Communication Key Issue in Sandy, Residents Say
Officials and residents agree at council meeting communication is where most of the problems evolved during storm's aftermath.
Dozens of residents filled the Municipal Building Wednesday night, hoping to get some answers about the response from Superstorm Sandy.
The subject of communication, or the lack thereof, was the hot topic of the night, as both residents and officials have previously expressed concerns about the information flow in the days after the storm.
The borough council meeting, which was the first since the storm, saw an exceptionally higher crowd than normal, with not one empty seat. Several residents couldn't get in the room and had to stand outside.
About 10 residents spoke in the public portion that lasted about an hour, many offering suggestions while critiquing the town's response to the storm that left the town two weeks without power.
Superstorm Sandy knocked down 100 poles, 550 wires and caused 225 tree problems in the borough, according to statistics Mayor Sylvia Petillo presented at the meeting from JCP&L.
Petillo said communication was a problem because both the borough and police department lost their Internet connection from the outages.
However, some residents didn't think the technology should have kept the officials from talking to the residents.
"Communication has been an issue long before technology," resident Philip Crosson Jr. said. "There are a lot of old ways that we can go back and deal with this."
Crosson, who is the Chatham Borough police chief, suggested creating a borough communications committee to involve the community to come up with other options.
Petillo also noted the borough had non-emergency, town hall and dispatch numbers working for residents to reach out for help anytime.
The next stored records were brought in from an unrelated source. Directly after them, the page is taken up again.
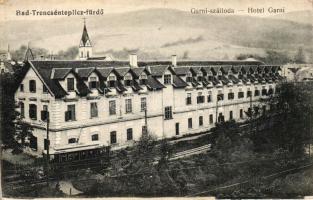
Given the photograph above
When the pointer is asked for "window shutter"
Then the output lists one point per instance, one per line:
(66, 115)
(43, 115)
(73, 114)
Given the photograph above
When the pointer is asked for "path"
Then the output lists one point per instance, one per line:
(68, 188)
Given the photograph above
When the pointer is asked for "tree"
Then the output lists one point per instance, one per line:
(299, 57)
(293, 108)
(7, 109)
(166, 151)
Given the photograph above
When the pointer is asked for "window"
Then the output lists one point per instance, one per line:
(189, 122)
(93, 84)
(143, 79)
(144, 130)
(70, 113)
(44, 113)
(95, 137)
(264, 92)
(72, 140)
(220, 117)
(129, 133)
(46, 144)
(33, 111)
(33, 143)
(128, 105)
(188, 99)
(93, 110)
(112, 107)
(200, 98)
(189, 77)
(220, 97)
(167, 79)
(249, 94)
(201, 121)
(112, 81)
(22, 88)
(209, 98)
(32, 86)
(211, 119)
(128, 80)
(177, 128)
(240, 95)
(231, 96)
(44, 89)
(264, 109)
(22, 109)
(168, 112)
(113, 137)
(70, 84)
(143, 104)
(270, 91)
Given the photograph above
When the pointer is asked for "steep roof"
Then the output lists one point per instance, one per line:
(122, 71)
(138, 71)
(178, 82)
(181, 70)
(105, 71)
(153, 83)
(159, 70)
(85, 72)
(85, 36)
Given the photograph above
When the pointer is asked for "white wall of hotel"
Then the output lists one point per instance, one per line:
(84, 126)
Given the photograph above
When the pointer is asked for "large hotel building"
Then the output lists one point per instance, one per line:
(96, 103)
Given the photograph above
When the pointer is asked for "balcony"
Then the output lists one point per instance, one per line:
(143, 90)
(111, 92)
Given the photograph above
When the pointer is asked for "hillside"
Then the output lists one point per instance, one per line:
(158, 33)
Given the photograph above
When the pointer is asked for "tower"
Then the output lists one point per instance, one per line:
(8, 54)
(85, 46)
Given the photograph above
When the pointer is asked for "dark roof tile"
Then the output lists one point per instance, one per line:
(60, 73)
(178, 82)
(153, 83)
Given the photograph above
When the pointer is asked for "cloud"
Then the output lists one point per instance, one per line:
(182, 42)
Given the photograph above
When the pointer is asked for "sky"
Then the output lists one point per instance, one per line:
(8, 7)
But several residents said at the meeting when they called the non-emergency number, they couldn't get through or left voicemails that were never returned.
Some suggested having signs or flyers posted around the borough for the community to receive information.
Others said there should be a designated person to report on exactly where JCP&L crews are working to keep residents up-to-date about roads closed or areas being worked on.
Resident Brenda Rossi Breheny said she comes to meetings occasionally, and came specifically on Wednesday to see what was going to be discussed on communication. After the meeting, she said she believes the council will be able to take away some of the ideas for improvement.
"They sound like they're going to make the changes that are needed for future situations, and we just have to see what they are deciding on and hope that it is beneficial to all the people," Breheny said.
Some residents said after the meeting they were surprised at how smoothly it went, after many have openly expressed frustration in the past two weeks.
"I thought it was pretty well-run," Henry Schmidt said. "I think that something's going to be done [about communication]. I think they're going to try to do something else to improve it. You learn from your mistakes, unfortunately it was a tough time for everyone and frustrations were high."
Petillo said the council will review all of the suggestions to implement new plans.
"We have to look at what happens with communication when everything that we're used to and familiar with is gone," she said. "That's something we have to look at in different ways. So changes will come from all of this, so truthfully I'm really glad that you're here because this is very productive."
Petillo noted that the borough had used a reverse 911 system to send alerts, but many residents didn't know about it or signed up. To sign up and receive alerts, visit the borough website.
No other council members commented throughout the meeting, but OEM director Officer Robert Haffner spoke and thanked everyone for their understanding and patience in the storm.
"I do know the frustrations were very high, but I think everybody came together, [and] helped where they needed," he said.
Capt. Tina Kraus, Lt. Thomas Kmetz and Chief Robert Brennan were also at the meeting.
Residents commended the first responders throughout the night and thanked the police officers and CERT volunteers.
Resident Marygrace Tiersch had a tree fall on her while she stepped outside of her Charles Place home for a second during the night of the storm, which resulted in 29 stitches on her head and a 4-hour brain surgery operation.
She came to the meeting to thank the first responders who saved her life.
"They got my family through one of the most horrific, awful experiences I've ever had," she said. "If it wasn't for this wonderful police department, I probably wouldn't be here."
Petillo said the past two weeks were made possible thorugh the team effort displayed by everyone in the community.
She closed with thanking all of the residents who helped others, as well as the OEM, police, DPW workers, volunteer firemen, CERT members, ambulance squad, animal control officer, municipal staff and council members, school officials, school staff and teachers, and the Red Cross and AmeriCorp volunteers.
"Their extraordinary and tireless efforts brought this community through," she said.